250 grams of major-allergen-free flour, such as Pillsbury Gluten-Free All Purpose Flour Blend

100 grams of powdered sugar

1 tablespoon of finely-chopped fresh rosemary

Zest of 1.5 lemons

⅛ tsp fine salt

⅔ cup of canola oil


100 grams of powdered sugar

Zest of ½ lemon

Juice of ½ lemon


Preheat oven to 325 F. Grease an 8×8 glass pan with canola oil.

In a large mixing bowl, add your dry ingredients (allergen-free flour, powdered sugar, chopped rosemary, lemon zest, and salt) and combine thoroughly with a whisk.

Add canola oil to the dry ingredients and mix just until the dough comes completely together.

Pour dough into greased pan and flatten to uniformity across the entirety of the pan. Using a fork, poke holes across the whole the top of the shortbread (this keeps it from puffing oddly).

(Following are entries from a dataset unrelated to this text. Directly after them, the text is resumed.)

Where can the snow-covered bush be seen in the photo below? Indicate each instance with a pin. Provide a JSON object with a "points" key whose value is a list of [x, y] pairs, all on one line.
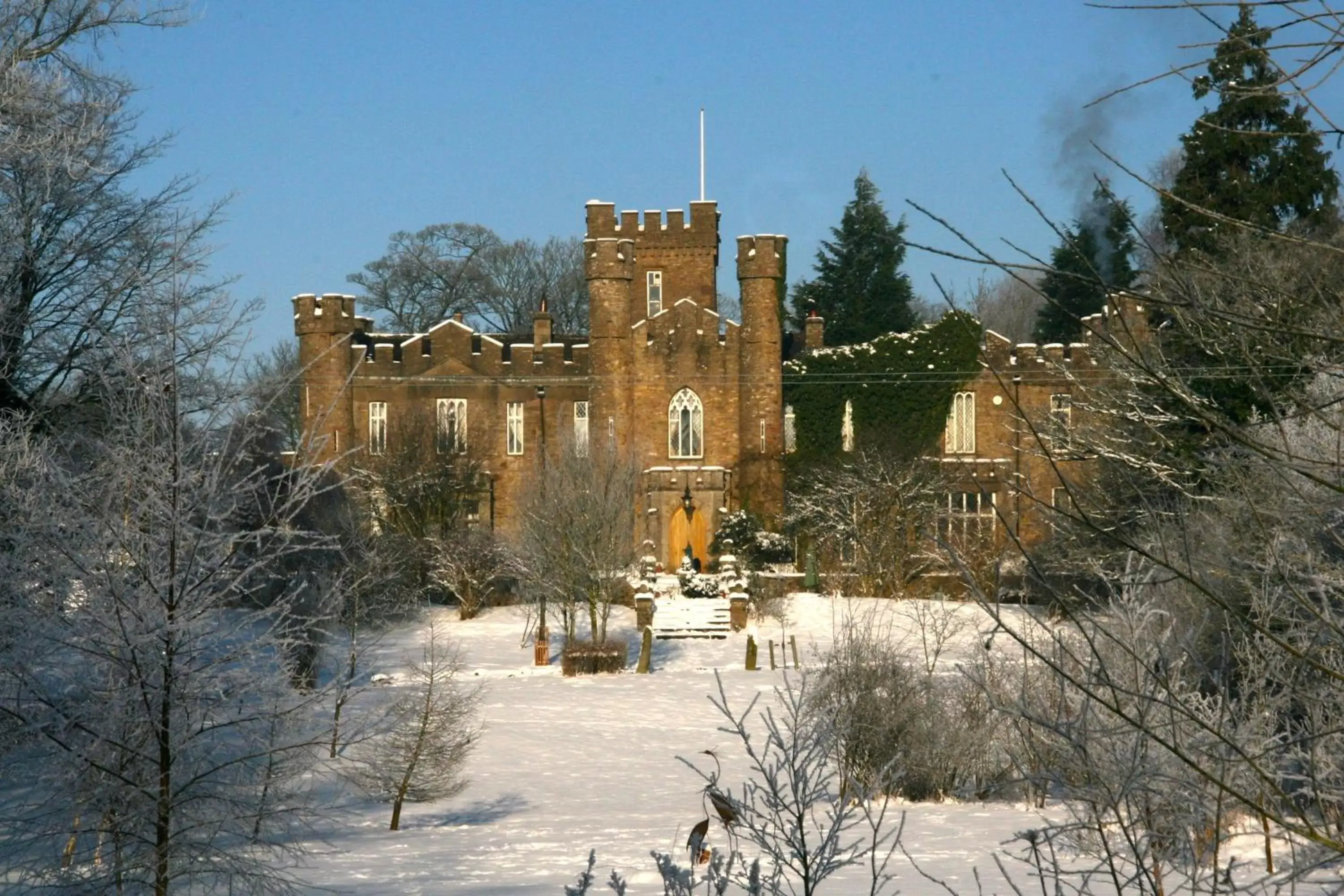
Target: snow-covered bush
{"points": [[901, 730], [750, 542], [433, 730], [701, 585], [588, 659]]}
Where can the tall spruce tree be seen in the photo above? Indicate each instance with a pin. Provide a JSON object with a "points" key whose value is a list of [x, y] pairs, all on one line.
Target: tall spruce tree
{"points": [[859, 288], [1253, 158], [1093, 260]]}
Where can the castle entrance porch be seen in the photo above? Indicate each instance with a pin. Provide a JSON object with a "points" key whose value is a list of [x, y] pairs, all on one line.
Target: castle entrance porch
{"points": [[682, 507]]}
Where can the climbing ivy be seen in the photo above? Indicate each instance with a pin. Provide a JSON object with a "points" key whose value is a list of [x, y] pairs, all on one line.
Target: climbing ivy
{"points": [[901, 386]]}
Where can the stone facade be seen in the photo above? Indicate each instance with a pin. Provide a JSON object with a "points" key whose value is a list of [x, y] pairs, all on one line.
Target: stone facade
{"points": [[656, 343], [1026, 413]]}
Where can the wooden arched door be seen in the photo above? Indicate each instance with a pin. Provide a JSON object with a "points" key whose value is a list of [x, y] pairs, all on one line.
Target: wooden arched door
{"points": [[683, 531]]}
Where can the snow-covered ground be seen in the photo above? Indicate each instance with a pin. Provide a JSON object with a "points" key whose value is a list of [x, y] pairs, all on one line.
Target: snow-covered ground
{"points": [[570, 765]]}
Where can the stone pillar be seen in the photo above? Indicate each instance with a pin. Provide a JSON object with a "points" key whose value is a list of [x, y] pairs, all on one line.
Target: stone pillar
{"points": [[323, 326], [609, 267], [761, 272]]}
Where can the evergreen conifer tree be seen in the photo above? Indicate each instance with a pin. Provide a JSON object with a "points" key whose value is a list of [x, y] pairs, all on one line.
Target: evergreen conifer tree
{"points": [[1092, 261], [1253, 158], [859, 288]]}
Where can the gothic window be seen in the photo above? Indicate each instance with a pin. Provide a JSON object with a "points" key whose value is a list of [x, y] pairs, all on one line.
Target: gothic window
{"points": [[686, 426], [581, 429], [514, 433], [960, 437], [452, 425], [654, 281], [377, 428]]}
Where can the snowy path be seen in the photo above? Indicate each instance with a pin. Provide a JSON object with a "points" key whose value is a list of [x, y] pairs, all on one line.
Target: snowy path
{"points": [[568, 765]]}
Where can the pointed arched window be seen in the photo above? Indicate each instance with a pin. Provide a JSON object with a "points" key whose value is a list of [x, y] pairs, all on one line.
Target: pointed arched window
{"points": [[686, 426]]}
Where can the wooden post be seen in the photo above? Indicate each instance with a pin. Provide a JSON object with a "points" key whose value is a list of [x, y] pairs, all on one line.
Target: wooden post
{"points": [[1269, 847], [646, 650]]}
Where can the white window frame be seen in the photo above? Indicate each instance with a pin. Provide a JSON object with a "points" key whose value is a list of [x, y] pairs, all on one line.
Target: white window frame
{"points": [[377, 428], [514, 428], [451, 416], [654, 292], [1061, 418], [960, 436], [581, 435], [968, 515], [686, 426]]}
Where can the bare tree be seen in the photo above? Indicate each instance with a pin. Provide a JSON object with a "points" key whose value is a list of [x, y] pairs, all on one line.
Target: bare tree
{"points": [[795, 806], [1008, 306], [576, 540], [878, 508], [273, 393], [432, 732], [522, 275], [147, 668], [84, 254], [460, 268], [471, 564]]}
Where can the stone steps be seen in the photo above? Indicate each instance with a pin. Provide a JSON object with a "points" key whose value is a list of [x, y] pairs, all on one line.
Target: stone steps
{"points": [[678, 617]]}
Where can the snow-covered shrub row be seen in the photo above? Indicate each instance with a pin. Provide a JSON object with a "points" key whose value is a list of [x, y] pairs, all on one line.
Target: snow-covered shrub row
{"points": [[744, 535], [902, 730]]}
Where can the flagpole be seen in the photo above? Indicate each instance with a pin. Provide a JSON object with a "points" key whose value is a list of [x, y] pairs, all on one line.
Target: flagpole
{"points": [[702, 154]]}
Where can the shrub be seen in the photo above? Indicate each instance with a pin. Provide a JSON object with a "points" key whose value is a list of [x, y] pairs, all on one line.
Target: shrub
{"points": [[701, 585], [752, 543], [588, 659], [902, 730]]}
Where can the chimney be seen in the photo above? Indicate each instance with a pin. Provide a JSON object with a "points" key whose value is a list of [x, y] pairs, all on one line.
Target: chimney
{"points": [[814, 328], [541, 330]]}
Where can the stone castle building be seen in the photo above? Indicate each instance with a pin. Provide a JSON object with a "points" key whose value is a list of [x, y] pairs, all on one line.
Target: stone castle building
{"points": [[1018, 431], [695, 398]]}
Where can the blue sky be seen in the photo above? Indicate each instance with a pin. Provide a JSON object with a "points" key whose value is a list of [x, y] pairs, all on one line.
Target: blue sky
{"points": [[335, 123]]}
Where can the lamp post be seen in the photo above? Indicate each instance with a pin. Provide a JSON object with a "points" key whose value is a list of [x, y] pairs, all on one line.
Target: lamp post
{"points": [[542, 649]]}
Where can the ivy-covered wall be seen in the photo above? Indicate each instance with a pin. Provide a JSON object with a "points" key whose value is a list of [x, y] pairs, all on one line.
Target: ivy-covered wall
{"points": [[901, 386]]}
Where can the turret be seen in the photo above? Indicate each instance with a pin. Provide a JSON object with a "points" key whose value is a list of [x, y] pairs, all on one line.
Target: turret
{"points": [[682, 256], [324, 326], [762, 264], [814, 332], [609, 268]]}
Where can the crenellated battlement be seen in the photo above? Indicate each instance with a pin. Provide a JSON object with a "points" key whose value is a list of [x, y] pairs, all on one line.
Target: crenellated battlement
{"points": [[327, 314], [762, 256], [609, 258], [652, 232]]}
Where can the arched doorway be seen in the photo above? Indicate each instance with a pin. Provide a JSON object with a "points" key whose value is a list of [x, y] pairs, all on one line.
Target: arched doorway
{"points": [[683, 531]]}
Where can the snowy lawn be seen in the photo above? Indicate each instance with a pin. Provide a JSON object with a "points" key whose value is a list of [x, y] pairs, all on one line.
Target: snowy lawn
{"points": [[570, 765]]}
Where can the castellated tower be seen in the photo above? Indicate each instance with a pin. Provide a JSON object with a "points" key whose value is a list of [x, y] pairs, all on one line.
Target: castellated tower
{"points": [[324, 326], [609, 267], [761, 272]]}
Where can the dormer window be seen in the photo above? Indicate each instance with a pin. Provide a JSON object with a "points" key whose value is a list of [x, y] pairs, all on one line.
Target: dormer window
{"points": [[654, 280]]}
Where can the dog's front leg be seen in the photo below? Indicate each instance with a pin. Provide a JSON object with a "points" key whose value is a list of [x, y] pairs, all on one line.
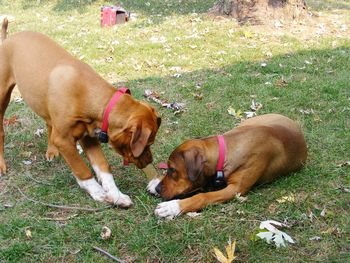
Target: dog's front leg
{"points": [[173, 208], [93, 150], [67, 148]]}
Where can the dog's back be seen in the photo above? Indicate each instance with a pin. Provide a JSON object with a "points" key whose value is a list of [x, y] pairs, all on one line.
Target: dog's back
{"points": [[286, 143]]}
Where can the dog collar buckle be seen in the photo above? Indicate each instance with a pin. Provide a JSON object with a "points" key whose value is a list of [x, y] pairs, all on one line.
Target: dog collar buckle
{"points": [[103, 137], [219, 179]]}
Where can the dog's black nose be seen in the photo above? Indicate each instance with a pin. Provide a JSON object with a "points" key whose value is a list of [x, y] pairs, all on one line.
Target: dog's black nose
{"points": [[159, 188]]}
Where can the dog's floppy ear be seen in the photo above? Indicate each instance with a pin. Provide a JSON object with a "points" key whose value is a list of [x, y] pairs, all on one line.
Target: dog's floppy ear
{"points": [[139, 139], [159, 121], [194, 163]]}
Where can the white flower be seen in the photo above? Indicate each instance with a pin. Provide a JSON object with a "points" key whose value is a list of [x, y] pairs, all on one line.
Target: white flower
{"points": [[280, 238]]}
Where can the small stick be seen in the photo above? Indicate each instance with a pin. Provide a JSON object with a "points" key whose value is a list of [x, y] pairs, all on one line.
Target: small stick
{"points": [[108, 255], [59, 218], [38, 182], [89, 209]]}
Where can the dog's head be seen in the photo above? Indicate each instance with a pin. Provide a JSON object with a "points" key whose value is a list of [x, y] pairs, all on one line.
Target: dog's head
{"points": [[133, 141], [185, 172]]}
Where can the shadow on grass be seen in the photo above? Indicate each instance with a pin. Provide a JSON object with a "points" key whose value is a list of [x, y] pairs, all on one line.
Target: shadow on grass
{"points": [[320, 5], [150, 8], [286, 85]]}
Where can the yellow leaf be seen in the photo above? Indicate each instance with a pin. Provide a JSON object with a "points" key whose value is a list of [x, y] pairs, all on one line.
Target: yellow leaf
{"points": [[230, 250], [28, 232], [219, 255]]}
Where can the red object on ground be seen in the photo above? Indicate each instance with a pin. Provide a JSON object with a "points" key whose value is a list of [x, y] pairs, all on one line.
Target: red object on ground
{"points": [[162, 166], [111, 15]]}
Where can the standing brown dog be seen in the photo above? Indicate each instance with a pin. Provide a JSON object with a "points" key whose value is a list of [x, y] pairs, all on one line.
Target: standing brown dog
{"points": [[72, 98], [259, 150]]}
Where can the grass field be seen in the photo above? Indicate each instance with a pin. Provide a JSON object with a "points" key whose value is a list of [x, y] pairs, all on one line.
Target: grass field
{"points": [[210, 64]]}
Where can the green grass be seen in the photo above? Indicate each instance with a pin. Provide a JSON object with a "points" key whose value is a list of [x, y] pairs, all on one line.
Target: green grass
{"points": [[226, 61]]}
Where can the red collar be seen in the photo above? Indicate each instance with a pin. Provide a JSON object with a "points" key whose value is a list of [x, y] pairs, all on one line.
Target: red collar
{"points": [[103, 136], [219, 176]]}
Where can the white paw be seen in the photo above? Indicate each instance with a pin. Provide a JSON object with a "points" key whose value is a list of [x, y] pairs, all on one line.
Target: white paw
{"points": [[119, 199], [151, 187], [93, 188], [168, 210]]}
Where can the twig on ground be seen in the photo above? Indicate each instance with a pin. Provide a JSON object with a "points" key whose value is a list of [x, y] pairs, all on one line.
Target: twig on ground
{"points": [[108, 255], [89, 209], [38, 182], [59, 218]]}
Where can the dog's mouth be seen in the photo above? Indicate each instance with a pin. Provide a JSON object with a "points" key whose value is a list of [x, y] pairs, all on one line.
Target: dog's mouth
{"points": [[186, 195]]}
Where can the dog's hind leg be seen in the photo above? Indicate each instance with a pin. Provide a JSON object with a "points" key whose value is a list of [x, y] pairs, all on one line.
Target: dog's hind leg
{"points": [[92, 148], [7, 84], [5, 95], [52, 150]]}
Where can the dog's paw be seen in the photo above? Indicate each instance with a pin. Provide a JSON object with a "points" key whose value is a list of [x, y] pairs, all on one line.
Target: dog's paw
{"points": [[151, 187], [93, 188], [168, 210], [2, 167], [51, 153], [119, 199]]}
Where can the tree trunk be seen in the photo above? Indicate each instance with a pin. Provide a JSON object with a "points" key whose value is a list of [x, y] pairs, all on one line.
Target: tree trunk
{"points": [[261, 11]]}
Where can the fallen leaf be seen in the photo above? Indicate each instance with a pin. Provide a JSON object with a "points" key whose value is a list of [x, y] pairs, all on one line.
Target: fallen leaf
{"points": [[250, 114], [307, 111], [28, 232], [272, 234], [255, 106], [315, 238], [240, 198], [288, 198], [347, 163], [11, 121], [281, 82], [106, 233], [197, 96], [230, 253], [344, 189], [233, 112], [193, 214], [39, 132]]}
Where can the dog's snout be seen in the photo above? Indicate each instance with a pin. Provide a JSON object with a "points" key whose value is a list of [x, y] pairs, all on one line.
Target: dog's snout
{"points": [[159, 188]]}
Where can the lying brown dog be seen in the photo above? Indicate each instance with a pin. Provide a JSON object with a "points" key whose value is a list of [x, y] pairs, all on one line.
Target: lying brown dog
{"points": [[259, 150], [72, 98]]}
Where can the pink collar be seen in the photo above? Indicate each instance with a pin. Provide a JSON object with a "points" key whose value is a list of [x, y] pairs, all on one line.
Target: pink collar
{"points": [[103, 136], [222, 150], [219, 176]]}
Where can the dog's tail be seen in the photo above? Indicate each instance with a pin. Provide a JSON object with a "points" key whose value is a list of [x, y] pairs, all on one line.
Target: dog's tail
{"points": [[5, 24]]}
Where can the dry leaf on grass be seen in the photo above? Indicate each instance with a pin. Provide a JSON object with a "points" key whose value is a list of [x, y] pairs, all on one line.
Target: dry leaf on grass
{"points": [[287, 198], [230, 253], [237, 114], [272, 234], [28, 232], [39, 132], [154, 96], [11, 121], [106, 233], [344, 164]]}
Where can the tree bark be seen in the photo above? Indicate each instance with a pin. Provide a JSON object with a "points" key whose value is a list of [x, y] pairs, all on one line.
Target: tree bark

Bake at 325 for 40-45 minutes, until the edges that can be seen through the side of the pan just start to turn golden-brown.

While the shortbread is baking, add 100 grams of powdered sugar and zest of the remaining ½ of a lemon to a small mixing bowl, and combine with a whisk or spoon. Then, slowly start adding the freshly squeezed lemon juice to the bowl, stirring constantly. Add just enough juice to get to desired texture (mine ended up being most of the ½ of the lemon).

Once the edges of the cookies are starting to brown, remove the pan from the oven and let the shortbread cool in the pan for 20 minutes.

Once the shortbread has cooled, use a bench scraper or sharp knife to cut the shortbread into desired shapes, and remove the shortbread from the pan onto a serving plate.

Drizzle the icing onto the shortbread cookies, as much as desired.


Please note that we’ve given some of the measurements in this recipe by weight only, instead of also in volume (cup measurements). That’s because gluten/allergy-free flours vary widely, so weight is a much more reliable measure.

We tested this recipe using Pillsbury Gluten-Free All-Purpose Flour Blend, so using another flour may lead to variations in baked texture.

As an alternate to cutting the cookies after the fact, you can score the dough into your desired cookie shapes before it goes into the oven. You’ll still need to actually cut the baked cookies with a knife or bench scraper.